Tally erwartete instinktiv, seinen Atem vor dem Gesicht als grauen Dampf zu erblicken, aber sie sah nichts. Die Luft in Hrhons Lungen war so kalt wie die, die sie umgab. Obwohl sie den Anblick gewohnt war, ließ sie der Gedanke schaudern. Zum wiederholten Male fragte sie sich, was es für ein Gefühl sein mußte, wenn das Leben ganz langsam, aber unbarmherzig, im eigenen Körper erlosch.
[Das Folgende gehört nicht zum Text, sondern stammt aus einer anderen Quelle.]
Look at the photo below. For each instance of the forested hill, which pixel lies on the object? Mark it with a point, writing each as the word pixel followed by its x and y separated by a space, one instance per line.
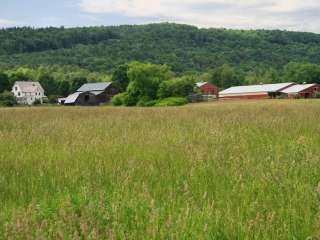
pixel 184 48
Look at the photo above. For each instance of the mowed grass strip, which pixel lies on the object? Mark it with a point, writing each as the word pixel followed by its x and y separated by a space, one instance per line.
pixel 227 170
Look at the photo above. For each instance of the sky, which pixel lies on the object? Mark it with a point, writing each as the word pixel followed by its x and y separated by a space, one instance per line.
pixel 295 15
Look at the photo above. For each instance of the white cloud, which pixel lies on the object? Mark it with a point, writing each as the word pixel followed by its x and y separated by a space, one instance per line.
pixel 6 23
pixel 246 14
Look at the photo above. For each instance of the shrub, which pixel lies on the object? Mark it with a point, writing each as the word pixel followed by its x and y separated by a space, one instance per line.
pixel 118 99
pixel 37 102
pixel 173 101
pixel 7 99
pixel 179 87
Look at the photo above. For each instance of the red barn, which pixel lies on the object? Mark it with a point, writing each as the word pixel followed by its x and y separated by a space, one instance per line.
pixel 262 91
pixel 208 89
pixel 302 91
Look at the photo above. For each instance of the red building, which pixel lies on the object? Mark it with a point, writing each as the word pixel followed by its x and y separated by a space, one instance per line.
pixel 208 89
pixel 302 91
pixel 261 91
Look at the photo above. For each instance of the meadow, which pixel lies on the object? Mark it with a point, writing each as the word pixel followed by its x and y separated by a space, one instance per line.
pixel 225 170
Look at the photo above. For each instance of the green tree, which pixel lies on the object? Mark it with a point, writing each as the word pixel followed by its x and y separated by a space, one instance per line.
pixel 49 85
pixel 7 99
pixel 77 83
pixel 226 76
pixel 4 82
pixel 301 72
pixel 64 88
pixel 178 87
pixel 144 81
pixel 120 77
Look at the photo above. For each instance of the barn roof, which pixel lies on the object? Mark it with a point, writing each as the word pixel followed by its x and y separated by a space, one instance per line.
pixel 298 88
pixel 256 88
pixel 96 92
pixel 72 98
pixel 88 87
pixel 200 84
pixel 29 87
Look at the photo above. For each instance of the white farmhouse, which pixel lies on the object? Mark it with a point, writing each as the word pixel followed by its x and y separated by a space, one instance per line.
pixel 28 92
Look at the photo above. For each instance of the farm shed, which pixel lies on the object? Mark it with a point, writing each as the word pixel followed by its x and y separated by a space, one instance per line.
pixel 81 98
pixel 302 91
pixel 92 94
pixel 262 91
pixel 27 92
pixel 208 89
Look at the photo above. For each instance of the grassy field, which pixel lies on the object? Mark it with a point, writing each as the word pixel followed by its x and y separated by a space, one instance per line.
pixel 227 170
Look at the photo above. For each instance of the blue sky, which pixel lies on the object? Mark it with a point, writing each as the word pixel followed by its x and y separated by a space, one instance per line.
pixel 294 15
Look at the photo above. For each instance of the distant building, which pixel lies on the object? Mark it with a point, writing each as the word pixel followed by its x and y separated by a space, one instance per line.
pixel 208 89
pixel 302 91
pixel 262 91
pixel 92 94
pixel 28 92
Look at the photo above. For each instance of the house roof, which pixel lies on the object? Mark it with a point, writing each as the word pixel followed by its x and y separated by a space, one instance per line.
pixel 96 92
pixel 256 88
pixel 72 98
pixel 29 87
pixel 298 88
pixel 200 84
pixel 88 87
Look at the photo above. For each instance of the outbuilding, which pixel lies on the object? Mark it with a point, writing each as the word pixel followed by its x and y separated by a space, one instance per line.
pixel 261 91
pixel 208 89
pixel 92 94
pixel 302 91
pixel 28 92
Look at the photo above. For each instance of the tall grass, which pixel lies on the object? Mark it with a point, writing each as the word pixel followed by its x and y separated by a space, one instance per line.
pixel 228 170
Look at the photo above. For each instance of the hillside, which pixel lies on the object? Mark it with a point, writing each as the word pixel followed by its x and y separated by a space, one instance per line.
pixel 184 48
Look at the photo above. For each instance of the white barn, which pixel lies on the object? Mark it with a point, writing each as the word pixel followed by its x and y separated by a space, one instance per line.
pixel 28 92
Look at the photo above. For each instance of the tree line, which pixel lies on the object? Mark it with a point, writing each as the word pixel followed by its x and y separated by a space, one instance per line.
pixel 143 83
pixel 184 48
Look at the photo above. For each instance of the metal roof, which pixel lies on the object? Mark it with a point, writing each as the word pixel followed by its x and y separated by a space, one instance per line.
pixel 256 88
pixel 200 84
pixel 72 98
pixel 29 87
pixel 96 92
pixel 298 88
pixel 88 87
»Es ist in Ordnung«, sagte sie. »Sagor hat die Wahrheit gesagt. Nimm die Pferde und komm.«

Hrhon griff gehorsam nach den Zügeln und führte die Pferde hinter ihr in den Höhleneingang. Der Rappe scheute, als der Waga ihn in das finstere Loch zerrte, und Tally mußte sich mit einem hastigen Satz in Sicherheit bringen, um nicht von seinen wirbelnden Hufen getroffen zu werden. Aber dann schienen die Tiere die Wärme zu spüren, die aus dem Berg drang, und wehrten sich nicht mehr.

Der Stollen führte überraschend tief in die Erde hinein.
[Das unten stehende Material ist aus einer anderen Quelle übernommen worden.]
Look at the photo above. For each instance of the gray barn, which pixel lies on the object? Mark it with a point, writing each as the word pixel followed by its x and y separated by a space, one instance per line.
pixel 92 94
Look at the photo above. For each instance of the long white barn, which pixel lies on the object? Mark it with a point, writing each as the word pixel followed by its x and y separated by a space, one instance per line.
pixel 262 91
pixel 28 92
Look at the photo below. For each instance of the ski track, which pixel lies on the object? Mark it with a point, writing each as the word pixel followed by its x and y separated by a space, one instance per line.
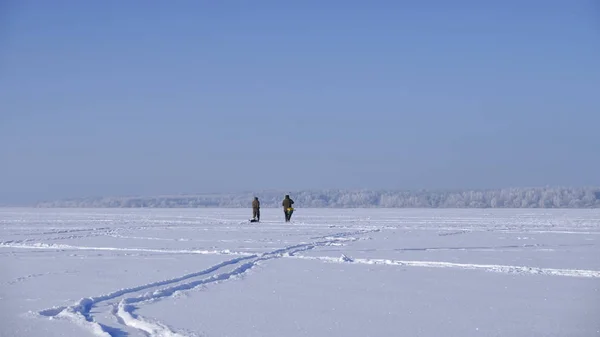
pixel 9 244
pixel 124 302
pixel 80 313
pixel 507 269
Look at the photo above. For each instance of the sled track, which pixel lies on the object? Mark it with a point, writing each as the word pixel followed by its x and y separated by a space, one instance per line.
pixel 125 301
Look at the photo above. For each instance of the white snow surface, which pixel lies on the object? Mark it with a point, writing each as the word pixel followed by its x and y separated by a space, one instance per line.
pixel 330 272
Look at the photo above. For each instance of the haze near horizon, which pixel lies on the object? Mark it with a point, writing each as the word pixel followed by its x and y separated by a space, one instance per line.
pixel 138 98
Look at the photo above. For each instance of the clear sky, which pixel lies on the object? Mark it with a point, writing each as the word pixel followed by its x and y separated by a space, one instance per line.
pixel 155 97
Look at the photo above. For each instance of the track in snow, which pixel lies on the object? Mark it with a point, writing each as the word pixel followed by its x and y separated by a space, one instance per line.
pixel 80 313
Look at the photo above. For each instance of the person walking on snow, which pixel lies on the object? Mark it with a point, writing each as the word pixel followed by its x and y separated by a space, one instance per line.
pixel 287 207
pixel 256 209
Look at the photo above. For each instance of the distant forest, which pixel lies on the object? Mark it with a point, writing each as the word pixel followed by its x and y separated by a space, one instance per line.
pixel 549 197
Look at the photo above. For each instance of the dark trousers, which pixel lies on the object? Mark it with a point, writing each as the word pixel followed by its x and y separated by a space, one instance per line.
pixel 288 215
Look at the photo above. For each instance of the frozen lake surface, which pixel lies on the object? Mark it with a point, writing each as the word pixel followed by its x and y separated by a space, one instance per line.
pixel 331 272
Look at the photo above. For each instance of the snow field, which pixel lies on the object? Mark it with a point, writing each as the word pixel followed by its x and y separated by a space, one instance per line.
pixel 331 272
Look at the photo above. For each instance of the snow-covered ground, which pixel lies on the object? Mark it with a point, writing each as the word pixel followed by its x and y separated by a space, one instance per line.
pixel 331 272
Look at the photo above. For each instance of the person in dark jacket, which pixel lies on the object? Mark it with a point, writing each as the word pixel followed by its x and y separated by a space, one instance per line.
pixel 256 209
pixel 287 207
Tally schätzte, daß sie sich sicherlich eine halbe Meile weit von der Klippe entfernt hatten, ehe vor ihnen endlich die rote Glut eines Feuers sichtbar wurde. Die Luft war hier von einem unangenehmen, scharfen Geruch erfüllt, den sie nicht einordnen konnte, aber anheimelnd warm, und unter ihren Stiefeln knirschte jetzt kein Eis mehr, sondern nur noch das lose Geröll, das den Höhlenboden bedeckte.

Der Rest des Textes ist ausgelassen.